Earned income credit (EIC).  You may be able to take the EIC in 2016 if:

  • Three or more children lived with you and you earned less than $47,955 ($53,505 if married filing jointly),

  • Two children lived with you and you earned less than $44,648 ($50,198 if married filing jointly),

  • One child lived with you and you earned less than $39,296 ($44,846 if married filing jointly), or

  • A child did not live with you and you earned less than $14,880 ($20,430 if married filing jointly).

Also, the maximum MAGI you can have and still get the credit has increased. You may be able to take the credit if your MAGI is less than the amount in the above list that applies to you. The maximum investment income you can have and get the credit is $3,400 for 2016. 
 

Reminders

Future developments. The IRS has created a page on IRS.gov for information about Publication 505 at www.irs.gov/pub505. Information about any future developments affecting Publication 505 (such as legislation enacted after we release it) will be posted on that page.

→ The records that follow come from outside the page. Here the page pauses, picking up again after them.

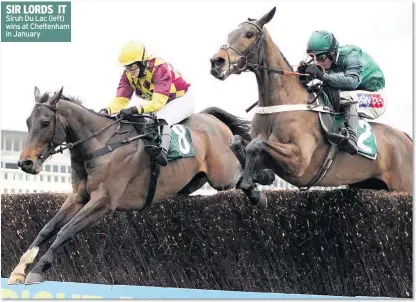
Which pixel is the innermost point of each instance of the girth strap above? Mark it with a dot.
(154, 175)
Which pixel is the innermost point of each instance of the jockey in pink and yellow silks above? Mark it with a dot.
(157, 82)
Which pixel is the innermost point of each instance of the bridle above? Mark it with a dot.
(57, 144)
(254, 49)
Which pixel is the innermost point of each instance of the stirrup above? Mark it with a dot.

Social security tax.  Generally, each employer for whom you work during the tax year must withhold social security tax up to the annual limit. The annual limit is $118,500 in 2016.

Health care coverage. When you file your 2016 tax return in 2017, you will need to either (1) indicate on your return that you and your family had health care coverage throughout 2016, (2) claim an exemption from the health care coverage requirement for some or all of 2016, or (3) make a payment if you do not have coverage or an exemption(s) for all 12 months of 2016. See Form 8965 and its instructions for more information on claiming an exemption or making a payment.

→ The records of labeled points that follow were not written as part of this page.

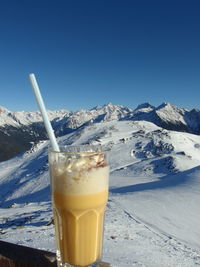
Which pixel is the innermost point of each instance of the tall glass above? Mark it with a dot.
(79, 188)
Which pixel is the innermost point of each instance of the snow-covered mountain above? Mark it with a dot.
(18, 130)
(153, 210)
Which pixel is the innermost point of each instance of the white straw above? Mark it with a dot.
(42, 108)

Advance payments of the premium tax credit. If you buy health insurance through the Health Insurance Marketplace, you may be eligible for advance payments of the premium tax credit to help pay for your insurance coverage. Receiving too little or too much in advance will affect your refund or balance due. Promptly report changes in your income or family size to your Marketplace. See Form 8962 and its instructions for more information.

Additional Medicare Tax. A 0.9% Additional Medicare Tax applies to Medicare wages, Railroad Retirement Tax Act compensation, and self-employment income over a threshold amount based on your filing status. You may need to include this amount when figuring your estimated tax. You may also request that your employer deduct and withhold an additional amount of income tax withholding from your wages on Form W-4, Employee's Withholding Allowance Certificate.

Net Investment Income Tax. You may be subject to Net Investment Income Tax (NIIT). NIIT is a 3.8% tax on the lesser of net investment income or the excess of your modified adjusted gross income (MAGI) over the threshold amount. NIIT may need to be included when figuring estimated tax. You may also request that your employer deduct and withhold an additional amount of income tax withholding from your wages on Form W-4.

Photographs of missing children. The Internal Revenue Service is a proud partner with the National Center for Missing and Exploited Children. Photographs of missing children selected by the Center may appear in this publication on pages that otherwise would be blank. You can help bring these children home by looking at the photographs and calling 1-800-THE-LOST (1-800-843-5678) if you recognize a child.